Some psychologists have proposed theories that emphasize these genetic influences on personality. Some believe that genetics are the primary factor of personality, although I think conditioning also plays a role. Personality traits are hierarchical, with a few basic traits giving rise to a large array of more superficial traits. Genetically determined differences in physiological functioning make some people more vulnerable to behavioral conditioning. I would suggest that people have higher levels of physiological arousal, which allows them to be conditioned by environmental stimuli more easily.
Because of this, such people develop more inhibitions, which make them more shy and uneasy in social situations. Personality development is thought to be primarily governed by the biological maturation of the individual. According to Maslow, the biological factors are important to the personality theory. Physiological and biological needs in conjunction depend upon the same things. Physiological needs are the very basic needs such as air, water, food, sleep, sex, etc. When these are not satisfied people may feel sickness, irritation, pain, discomfort, etc.
These feelings motivate people to focus on alleviating them as soon as possible to establish homeostasis. Once the feelings are alleviated, people may think about other things. The body needs are biological and consists of the needs for air, food, water and a temperature range as do the physiological needs. These needs can be very strong because if deprived over time, the person will die.
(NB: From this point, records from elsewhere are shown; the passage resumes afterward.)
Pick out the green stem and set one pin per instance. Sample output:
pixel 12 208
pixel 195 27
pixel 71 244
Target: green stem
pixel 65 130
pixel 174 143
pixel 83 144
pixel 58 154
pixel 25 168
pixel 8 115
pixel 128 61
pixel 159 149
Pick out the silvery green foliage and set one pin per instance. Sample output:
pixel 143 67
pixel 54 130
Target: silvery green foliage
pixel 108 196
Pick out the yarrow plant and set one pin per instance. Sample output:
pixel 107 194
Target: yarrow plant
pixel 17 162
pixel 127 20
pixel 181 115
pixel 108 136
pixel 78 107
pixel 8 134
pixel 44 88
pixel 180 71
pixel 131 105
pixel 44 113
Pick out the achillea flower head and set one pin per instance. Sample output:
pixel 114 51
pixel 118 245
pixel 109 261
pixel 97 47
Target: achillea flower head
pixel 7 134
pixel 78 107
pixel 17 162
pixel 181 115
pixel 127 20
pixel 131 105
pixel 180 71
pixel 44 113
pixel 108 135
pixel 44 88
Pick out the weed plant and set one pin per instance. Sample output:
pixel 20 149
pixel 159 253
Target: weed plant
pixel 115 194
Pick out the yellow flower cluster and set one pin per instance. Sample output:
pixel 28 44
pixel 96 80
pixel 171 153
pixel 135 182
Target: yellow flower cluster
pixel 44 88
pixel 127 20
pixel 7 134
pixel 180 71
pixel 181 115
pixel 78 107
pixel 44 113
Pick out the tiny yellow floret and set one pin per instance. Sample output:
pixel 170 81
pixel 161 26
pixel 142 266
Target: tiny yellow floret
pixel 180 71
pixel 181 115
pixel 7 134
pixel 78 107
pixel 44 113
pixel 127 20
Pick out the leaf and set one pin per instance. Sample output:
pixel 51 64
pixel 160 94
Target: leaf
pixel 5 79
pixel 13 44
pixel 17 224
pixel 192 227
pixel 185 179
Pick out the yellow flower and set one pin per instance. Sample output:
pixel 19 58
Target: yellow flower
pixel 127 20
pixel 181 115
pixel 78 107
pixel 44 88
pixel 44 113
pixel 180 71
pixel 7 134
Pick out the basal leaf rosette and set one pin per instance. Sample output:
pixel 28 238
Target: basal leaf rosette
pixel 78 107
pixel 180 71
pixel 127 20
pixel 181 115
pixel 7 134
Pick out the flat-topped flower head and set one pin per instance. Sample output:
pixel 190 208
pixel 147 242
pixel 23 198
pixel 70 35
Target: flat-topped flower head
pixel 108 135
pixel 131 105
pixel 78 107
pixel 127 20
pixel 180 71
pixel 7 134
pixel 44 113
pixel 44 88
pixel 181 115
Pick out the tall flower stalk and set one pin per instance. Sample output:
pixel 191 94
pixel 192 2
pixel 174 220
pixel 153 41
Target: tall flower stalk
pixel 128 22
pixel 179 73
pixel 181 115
The relationship of the biological factors to personality is important because an individual is ready to act upon the growth needs if and only if the deficiency needs are met.
When the needs are met people attempt to get more accomplished, therefore causing them to generate their very own personality traits. Looking at the basic aspects of humanistic theory, it is somewhat incompatible with the biological explanations of personality. According to the biological explanation of personality, the general idea of Maslow’s hierarchy is that everyone is born with specific needs. If people do not meet those base needs, they are unable to survive and focus upward within the hierarchy. Also, the biological factors contribute to the importance of behavior, and the nature of healthy growth.
While on the other hand, the humanistic approach is that humans are inherently good, and that a belief in and respect for humanity is important for mental health. On the contrary biological factors of personality are more geared towards the individual while the humanistic theory is more based upon the belief that well developed, successful individuals are best placed to make positive contributions to society. In addition is the idea that psychoanalysis accepts that most aspects of life are outside of individual control, whereas the humanistic theory believes it is based in free will.
For example, the biological explanation believes in order for a person to develop fully they need to be in an environment that will provide them with genuineness, acceptance and empathy and that without such a nourishing environment healthy personalities and relationships would be unable to flourish. Whereas the humanistic theory suggests that the achievement of happiness is frequently dependent upon achieving, or giving oneself the permission to, investigate and pursue your own deepest interests and desires.